Arrival. No matter where a business traveler is, there will be unaffiliated delivery drivers vying for customers. Business travelers should never get inside an unlicensed vehicle, Anderson says. When in reasonably safe locations, they can take a licensed cab from the airport’s cab stand. But when business travelers arrive in moderate- to high-risk locations, it’s best for the company to arrange in advance for a driver to pick them up.

Levy says companies should have their security provider or indigenous employees hire the driver to make sure he can be trusted. There should also be a reliable way for the driver and traveler to identify each other, and it shouldn’t be the driver holding up a sign with the person’s name on it, says Anderson.

In Sao Paolo, Brazil, Ryder security found evidence that people were watching its employees and making their own company signs to lure the employee in. To ensure that the employee got in the right car, “each traveler would have a different password with the driver that was going to pick them up,” he says.

Ryder also has a local employee or trusted vendor meet the traveling employees at the airport in higher risk areas whenever possible. The local colleague then escorts the visitor to the hotel, says Anderson.

Hotel. The next point of exposure is check in at the hotel. Security professionals recommend that travelers exercise caution in the lobby where anyone can overhear what is said, such as the number of your room or the time a person may be planning to meet with you and where.

Additionally, the choice of a room deserves special attention. Security professionals recommend that travelers reserve rooms in the back of the hotel to avoid large-scale explosions targeting the front of the hotel. During the 2008 attack against the Islamabad Marriott Hotel, a suicide bomber detonated a dump truck packed with explosives at the hotel’s front gate and killed nearly 60 people. Of course, this would depend on the hotel configuration. A back that borders on a drivable, unsecured alley or roadway could be more at risk of a truck bomb.

Travelers also should not book rooms above the seventh floor so that they can evacuate quickly if the stairs are the only option. That’s also the highest floor a fire truck’s ladder can reach in most cases, says Reynolds.

Travelers should avoid staying in rooms close to the stairwell, which has been described as “murderer’s alley,” Reynolds notes. “If I’m a person wanting to do harm, I can come out of the stairwell to the closest room and back into the stairwell quickly,” says Reynolds.

Once travelers are comfortably inside their room, Geddes recommends that they never open their room door if someone knocks, no matter what they say. If the person says they’re from the hotel, the guest should try and spy the employee’s name tag and call down to the front desk to doublecheck that the employee is who he says he is and has been sent up to the room.

There’s one more part of a hotel that worries Ryder’s Bill Anderson. He advises business travelers to stay away from hotel restaurants, especially outdoor dining facilities. The two suicide bombers that attacked the Marriott and Ritz Carlton hotels in Jakarta last summer detonated their bombs inside one of each hotel’s restaurants, reported Australia’s The Age. If you’re a business traveler shuttling into a location where the risk is severe, “just order room service,” Anderson advises.

Ultimately, companies must trust their employees, and traveling employees must trust their gut.
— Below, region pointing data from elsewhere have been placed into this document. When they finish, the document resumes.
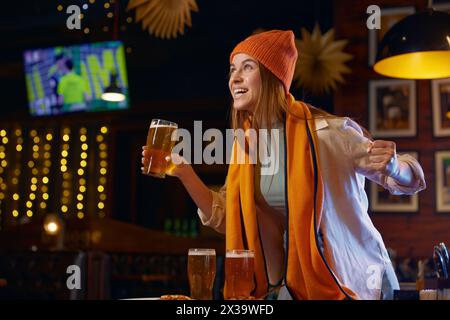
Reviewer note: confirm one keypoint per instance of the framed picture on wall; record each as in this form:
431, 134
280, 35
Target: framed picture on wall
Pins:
389, 17
381, 200
440, 97
442, 176
392, 108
There’s a big psychological dimension to security awareness, says Falkenberg. People have a “subliminal or subconscious awareness of things that are wrong.” If something doesn’t seem right, a traveler should not proceed, regardless of whether anyone else might judge their reticence as paranoid, he says.

By arming employees with training and intelligence, companies increase the odds that employees will be able to navigate most situations safely. If problems do occur, travel tracking programs and contingency plans can provide employees with the assistance they need.

Matthew Harwood is an associate editor at Security Management.